L’anima, comme chaque élément psychique inconscient, présente un aspect à la fois merveilleux et terrible. Parthénope la sirène dédaignée personnifie en particulier l’échec à n’avoir voulu faire exister que l’aspect trop instinctif de l’anima. À savoir son aspect attractif, captivant mais dangereux.. La sirène possède un corps mi-humain et mi-animal. Elle incarne ainsi une forme en cours de transformation. La forme animale et inconsciente de l’anima s’exprime dans l’existence humaine par ce qui trompe, parce ce qui captive, qui illusionne, qui intrigue ; les douteux filtres des sorcières en sont une autre illustration possible. L’inconscient féminin possède en effet, aussi cet aspect espiègle et magique. Parthénope dans le mythe grec figure l’arrêt de ce comportement qui donnera lieu à une nouvelle naissance. Si d’ailleurs le chant ensorceleur se trouve masqué dans le mythe par le chant hautement mélodieux et harmonieux d’Orphée, c’est sans doute parce qu’Orphée fait référence à un autre archétype ; en l’occurrence à l’archétype du sage, ou à celui du sens comme le disait Jung ; autrement dit à ce qui est proche du principe du mage, de l’illuminateur, de l’instructeur, du maître etc. J’exprime ici très succinctement l’aspect positif de l’archétype du sage, que symbolise l’image d’Orphée. Cet archétype, lorsqu’il s’exprime positivement peut contribuer, semble nous dire le mythe, à mettre un terme au processus de séduction féminine auquel risque de succomber de nombreux hommes. L’on peut dire aussi que Parthénope figure l’image de la femme qui après avoir fait mauvais usage de ses instincts, autrement dit qui en est venue à s’en servir afin de s’attirer avec plus ou moins d’inconscience les hommes à elle, décide de battre en retraite et de changer d’attitude. À l’arrière plan du degré instinctif et piégeant de l’être féminin, très peu de personnes réalisent qu’en fait, nous trouvons-la aussi l’expression de l’aspect numineux et attractif de l’anima lequel correspond en fait à cette sagesse cachée, à ce savoir secret que nous possédons en chacun de nous, mais qu’hélas nous avons oublié la plupart du temps.

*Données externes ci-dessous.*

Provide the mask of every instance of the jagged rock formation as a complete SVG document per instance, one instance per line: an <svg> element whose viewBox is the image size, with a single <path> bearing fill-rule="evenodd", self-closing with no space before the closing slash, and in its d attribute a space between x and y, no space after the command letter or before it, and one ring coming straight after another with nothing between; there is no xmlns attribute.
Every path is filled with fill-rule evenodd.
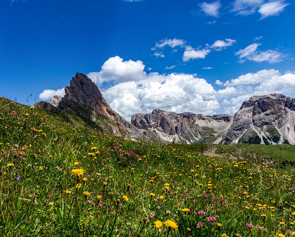
<svg viewBox="0 0 295 237"><path fill-rule="evenodd" d="M295 99L271 94L252 96L234 115L225 143L295 144Z"/></svg>
<svg viewBox="0 0 295 237"><path fill-rule="evenodd" d="M131 123L162 141L192 143L218 143L232 123L226 114L204 116L186 112L177 114L154 110L150 114L136 114Z"/></svg>
<svg viewBox="0 0 295 237"><path fill-rule="evenodd" d="M79 116L88 125L104 133L127 137L131 134L136 137L142 133L122 116L113 110L107 103L97 87L87 76L77 73L65 87L65 95L55 95L49 103L41 101L35 107L56 112L58 110Z"/></svg>

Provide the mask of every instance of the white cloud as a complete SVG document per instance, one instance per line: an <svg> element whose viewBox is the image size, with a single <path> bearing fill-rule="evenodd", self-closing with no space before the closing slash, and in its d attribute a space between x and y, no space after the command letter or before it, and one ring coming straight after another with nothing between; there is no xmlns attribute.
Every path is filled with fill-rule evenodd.
<svg viewBox="0 0 295 237"><path fill-rule="evenodd" d="M164 58L165 57L165 55L163 54L163 52L162 51L158 52L157 51L156 51L154 53L154 54L153 54L153 55L155 56L156 58L158 58L159 57Z"/></svg>
<svg viewBox="0 0 295 237"><path fill-rule="evenodd" d="M276 93L295 97L295 74L292 72L282 75L274 69L264 69L224 83L217 80L216 85L225 86L217 90L196 74L147 74L145 68L140 60L124 61L116 56L106 61L100 71L88 75L94 75L92 80L99 85L112 82L101 87L101 91L112 109L129 120L132 114L148 113L154 109L233 115L243 101L254 94ZM63 96L64 90L45 90L39 97L46 100L54 94Z"/></svg>
<svg viewBox="0 0 295 237"><path fill-rule="evenodd" d="M263 69L253 73L250 73L240 76L235 79L232 79L230 82L227 81L224 83L226 86L235 86L245 85L253 85L267 81L272 78L276 78L281 75L278 70L271 69Z"/></svg>
<svg viewBox="0 0 295 237"><path fill-rule="evenodd" d="M163 49L165 46L168 46L174 48L177 46L181 46L186 43L186 42L183 39L167 39L166 38L160 40L159 42L156 43L155 46L152 48L152 50L155 50L157 48Z"/></svg>
<svg viewBox="0 0 295 237"><path fill-rule="evenodd" d="M88 76L94 83L100 85L104 82L117 82L138 81L145 77L144 65L140 60L123 61L117 56L110 58L104 63L99 72L89 73Z"/></svg>
<svg viewBox="0 0 295 237"><path fill-rule="evenodd" d="M216 17L219 16L219 9L221 7L221 3L219 1L215 1L212 3L204 2L198 5L207 15Z"/></svg>
<svg viewBox="0 0 295 237"><path fill-rule="evenodd" d="M175 65L172 65L171 67L168 67L168 66L166 66L166 67L165 68L165 70L169 70L170 69L172 69L172 68L174 68L175 67L176 67Z"/></svg>
<svg viewBox="0 0 295 237"><path fill-rule="evenodd" d="M257 36L257 37L255 37L254 38L254 41L256 41L257 40L259 40L260 39L261 39L263 38L263 36Z"/></svg>
<svg viewBox="0 0 295 237"><path fill-rule="evenodd" d="M215 84L218 86L221 86L223 84L223 83L219 80L217 80L215 81Z"/></svg>
<svg viewBox="0 0 295 237"><path fill-rule="evenodd" d="M48 100L50 98L53 97L56 95L60 95L63 97L65 94L65 87L61 89L54 90L47 89L45 90L39 95L39 98L41 100Z"/></svg>
<svg viewBox="0 0 295 237"><path fill-rule="evenodd" d="M208 22L208 23L206 23L205 25L212 25L212 24L214 24L216 23L216 21L209 21Z"/></svg>
<svg viewBox="0 0 295 237"><path fill-rule="evenodd" d="M286 58L285 55L277 50L258 51L258 46L261 45L262 44L254 43L243 49L240 49L235 53L235 55L238 56L241 59L240 61L241 62L245 62L246 58L258 62L266 61L271 63L281 62Z"/></svg>
<svg viewBox="0 0 295 237"><path fill-rule="evenodd" d="M191 59L204 58L211 52L209 49L205 48L202 49L195 49L191 46L187 46L182 58L184 62L188 62Z"/></svg>
<svg viewBox="0 0 295 237"><path fill-rule="evenodd" d="M235 40L231 39L226 39L225 41L218 40L215 41L210 47L214 48L215 50L221 50L228 46L231 46L234 43L236 42Z"/></svg>
<svg viewBox="0 0 295 237"><path fill-rule="evenodd" d="M290 70L288 70L285 72L285 74L295 74L295 71L291 71Z"/></svg>
<svg viewBox="0 0 295 237"><path fill-rule="evenodd" d="M256 12L263 3L264 0L235 0L230 11L236 12L237 15L246 16Z"/></svg>
<svg viewBox="0 0 295 237"><path fill-rule="evenodd" d="M290 4L286 3L285 1L279 0L262 4L258 10L258 12L261 14L261 19L269 16L277 16Z"/></svg>

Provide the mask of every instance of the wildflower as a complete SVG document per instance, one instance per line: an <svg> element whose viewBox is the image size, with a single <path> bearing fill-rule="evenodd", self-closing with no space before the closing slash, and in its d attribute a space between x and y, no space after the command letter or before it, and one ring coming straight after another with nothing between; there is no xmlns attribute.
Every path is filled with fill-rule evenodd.
<svg viewBox="0 0 295 237"><path fill-rule="evenodd" d="M154 223L154 224L155 225L155 227L158 229L163 226L162 222L159 220L156 220L155 221Z"/></svg>
<svg viewBox="0 0 295 237"><path fill-rule="evenodd" d="M72 170L72 175L77 175L78 177L79 176L83 176L85 173L84 169L81 168L73 169Z"/></svg>
<svg viewBox="0 0 295 237"><path fill-rule="evenodd" d="M200 210L198 213L200 215L205 216L206 215L206 212L204 211L203 210Z"/></svg>
<svg viewBox="0 0 295 237"><path fill-rule="evenodd" d="M181 209L182 211L189 211L190 209L188 208L183 208Z"/></svg>
<svg viewBox="0 0 295 237"><path fill-rule="evenodd" d="M166 226L168 226L169 229L178 230L178 226L174 221L167 220L165 222L165 223L166 223Z"/></svg>
<svg viewBox="0 0 295 237"><path fill-rule="evenodd" d="M204 223L202 221L199 221L197 224L197 228L201 228L204 227Z"/></svg>
<svg viewBox="0 0 295 237"><path fill-rule="evenodd" d="M83 195L84 195L84 197L86 198L89 196L89 195L90 195L90 194L89 193L88 191L85 191L83 192Z"/></svg>

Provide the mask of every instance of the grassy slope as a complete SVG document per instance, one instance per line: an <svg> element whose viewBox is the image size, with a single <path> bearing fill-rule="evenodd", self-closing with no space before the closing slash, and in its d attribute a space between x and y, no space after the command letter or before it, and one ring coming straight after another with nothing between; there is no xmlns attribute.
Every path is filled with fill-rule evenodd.
<svg viewBox="0 0 295 237"><path fill-rule="evenodd" d="M2 236L273 237L295 231L294 177L262 160L230 146L217 146L226 154L203 154L202 145L134 142L6 103L0 98Z"/></svg>

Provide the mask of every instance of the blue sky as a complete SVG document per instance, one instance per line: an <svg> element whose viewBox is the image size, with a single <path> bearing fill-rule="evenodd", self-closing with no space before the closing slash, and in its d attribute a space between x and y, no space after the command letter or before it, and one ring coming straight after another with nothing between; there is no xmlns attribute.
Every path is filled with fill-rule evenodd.
<svg viewBox="0 0 295 237"><path fill-rule="evenodd" d="M294 98L294 6L3 0L0 94L25 104L48 101L78 72L128 119L155 108L233 114L254 94Z"/></svg>

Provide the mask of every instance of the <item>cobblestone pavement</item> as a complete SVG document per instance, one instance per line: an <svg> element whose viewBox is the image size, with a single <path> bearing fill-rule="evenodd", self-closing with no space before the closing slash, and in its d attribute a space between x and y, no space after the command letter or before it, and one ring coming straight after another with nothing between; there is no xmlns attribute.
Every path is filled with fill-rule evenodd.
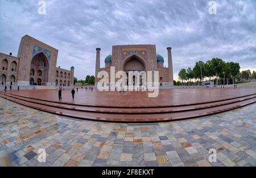
<svg viewBox="0 0 256 178"><path fill-rule="evenodd" d="M255 166L256 104L187 121L74 119L0 98L0 166ZM38 151L46 151L39 163ZM217 153L208 162L209 150Z"/></svg>

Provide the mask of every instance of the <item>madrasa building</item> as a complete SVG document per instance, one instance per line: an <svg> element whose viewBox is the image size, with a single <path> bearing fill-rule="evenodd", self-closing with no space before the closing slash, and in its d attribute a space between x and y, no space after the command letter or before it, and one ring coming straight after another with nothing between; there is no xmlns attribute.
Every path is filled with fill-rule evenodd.
<svg viewBox="0 0 256 178"><path fill-rule="evenodd" d="M72 86L75 68L56 67L58 50L28 35L16 57L0 53L0 85Z"/></svg>
<svg viewBox="0 0 256 178"><path fill-rule="evenodd" d="M106 71L110 76L110 67L114 67L115 72L125 71L128 75L130 71L158 71L160 86L172 86L174 75L172 59L172 48L167 48L168 67L164 67L164 59L156 54L154 44L137 44L113 45L112 55L105 59L105 67L100 68L101 48L96 48L96 86L101 78L97 78L100 71ZM115 82L119 79L115 78ZM135 79L133 79L133 84ZM128 82L127 82L128 83ZM108 85L110 85L109 84Z"/></svg>

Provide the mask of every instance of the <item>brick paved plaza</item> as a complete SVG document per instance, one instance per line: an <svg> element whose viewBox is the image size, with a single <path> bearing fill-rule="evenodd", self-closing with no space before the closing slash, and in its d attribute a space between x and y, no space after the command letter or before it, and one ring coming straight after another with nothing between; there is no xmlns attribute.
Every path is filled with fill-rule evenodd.
<svg viewBox="0 0 256 178"><path fill-rule="evenodd" d="M176 122L58 116L0 98L0 166L255 166L256 104ZM46 163L36 158L46 150ZM209 163L208 150L217 151Z"/></svg>

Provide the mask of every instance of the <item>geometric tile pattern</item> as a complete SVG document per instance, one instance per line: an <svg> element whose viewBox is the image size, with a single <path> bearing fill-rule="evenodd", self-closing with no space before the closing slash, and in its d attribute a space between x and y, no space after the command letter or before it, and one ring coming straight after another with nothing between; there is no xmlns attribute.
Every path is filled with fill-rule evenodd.
<svg viewBox="0 0 256 178"><path fill-rule="evenodd" d="M255 166L256 104L187 121L81 121L0 98L0 166ZM47 152L46 162L36 159ZM208 162L214 148L217 162Z"/></svg>

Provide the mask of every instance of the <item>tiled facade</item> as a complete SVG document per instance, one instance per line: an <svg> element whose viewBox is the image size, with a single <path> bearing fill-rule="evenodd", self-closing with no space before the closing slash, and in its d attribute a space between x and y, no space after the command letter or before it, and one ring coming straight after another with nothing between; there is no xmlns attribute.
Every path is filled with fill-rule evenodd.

Parthénope la sirène symbolise ainsi le destin tragique qui attend tout mauvais usage qui est fait des instincts primitifs et charmeurs caractérisant pour partie le comportement féminin, mais tout autant, nous pouvons aussi dire les attentes des hommes. Autrement dit, dans la vie réelle, si l’on ne souhaite pas perdre conscience, car là réside le danger majeur qui menace symboliquement tous marins –ou postulants à l’aventure intérieure - se faisant piéger par le chant des sirènes, il vaut mieux dans ce cas ne pas céder à la tentation d’utiliser les leurres de surface que contient aussi dans sa besace le principe du féminin.